The BIG NEWS on the sewing and quilting front is…..(wait for it)……I bought a new sewing machine!!! After quilting five quilts in row this year, I really believed that I was pushing my old sewing machine to its limits. My Euro-Pro 9106 has served me very well in the six years I’ve owned it.
In the process of quilting "Triangle Trips" earlier this year.
But I longed for a machine with a wider throat space and that could accommodate high-speed stitching (which I’ve done on my machine but was not sure that it was meant for it since towards the end it seemed to struggle a bit). Of course I’ve viewed and sampled long-arm machines at quilt shows but I live in an apartment and although we have plans to move to a bigger unit, I still won’t have the space to accommodate one. So I started looking into mid-arms and dedicated straight stitch machines, thinking I could buy one to supplement my Euro-Pro.
Then I saw an ad for IT that really peaked my interest. IT had all the features I wanted now, some I had always wished mine had and some that were things I always wanted. Then I remembered that there had been a dealer of ITs brand at the last quilt show I went to and found they weren’t too far from me and thought I’d go take look at IT. That look quickly turned into a purchase and I welcomed home my new……Janome Horizon 7700!
I can’t say that I had planned to make this big a purchase this soon but I am happy I did (and the decision was supported by my DH!).
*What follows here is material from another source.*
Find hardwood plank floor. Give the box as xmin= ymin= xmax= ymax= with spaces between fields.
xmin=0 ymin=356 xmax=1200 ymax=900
I got the throat space and the stitch speed I wanted but also got an extremely well lit sewing surface, automatic thread cutter, knee lift, a built-in even feed system, three different kinds of free motion/darning feet (closed, open and "big foot") and a full array of other accessory feet, more decorative stitches than in my old machine, and a monogramming function!
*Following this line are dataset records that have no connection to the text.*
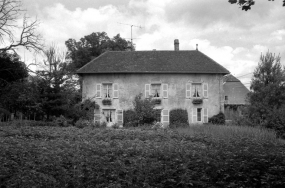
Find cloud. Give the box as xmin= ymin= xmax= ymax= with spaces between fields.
xmin=16 ymin=0 xmax=285 ymax=86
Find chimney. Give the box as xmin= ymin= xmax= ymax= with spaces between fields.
xmin=174 ymin=39 xmax=179 ymax=51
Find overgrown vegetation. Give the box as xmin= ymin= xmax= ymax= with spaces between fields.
xmin=209 ymin=112 xmax=226 ymax=125
xmin=0 ymin=126 xmax=285 ymax=187
xmin=169 ymin=109 xmax=189 ymax=128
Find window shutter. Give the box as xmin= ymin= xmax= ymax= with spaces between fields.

I’ve been able to spend time this summer getting to know it. There was no learning curve at all, in fact Joann, the owner of the Nimble Thimble in Port Chester, NY where I bought it, said I was entitled to in-store lessons on how to use the machine but I’ve got to tell you – after trying the machine at the store under the guidance of the store staff, watching some on-line videos just before I bought it, watching the same videos at home on the DVD that comes with the machine and then just sitting down with the manual and some projects and using it, additional lessons were really unnecessary. The machine is fairly intuitive to use (if you have been sewing for any amount of time and are familiar with computerized sewing machines).
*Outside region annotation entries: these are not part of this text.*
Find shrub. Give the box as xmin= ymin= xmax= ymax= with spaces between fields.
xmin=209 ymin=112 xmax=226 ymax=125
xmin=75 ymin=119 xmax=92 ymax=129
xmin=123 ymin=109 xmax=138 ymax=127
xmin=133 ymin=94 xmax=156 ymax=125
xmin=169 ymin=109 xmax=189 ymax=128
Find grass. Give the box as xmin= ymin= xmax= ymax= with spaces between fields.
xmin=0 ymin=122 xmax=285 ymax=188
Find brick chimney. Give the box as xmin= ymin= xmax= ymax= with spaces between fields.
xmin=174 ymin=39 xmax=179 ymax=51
Needless to say I am loving it and very happy with it and am now really excited about eventually getting what was originally planned to have been my next big equipment purchase – a Koala cabinet. Fortunately the Nimble Thimble is also a dealer for that so if we ever (ever, ever?) get called for the bigger unit we’ve applied for (the wait is three to six years and this year made three years), it will be the first (I’m not kidding!) furniture purchase I will make for the new space.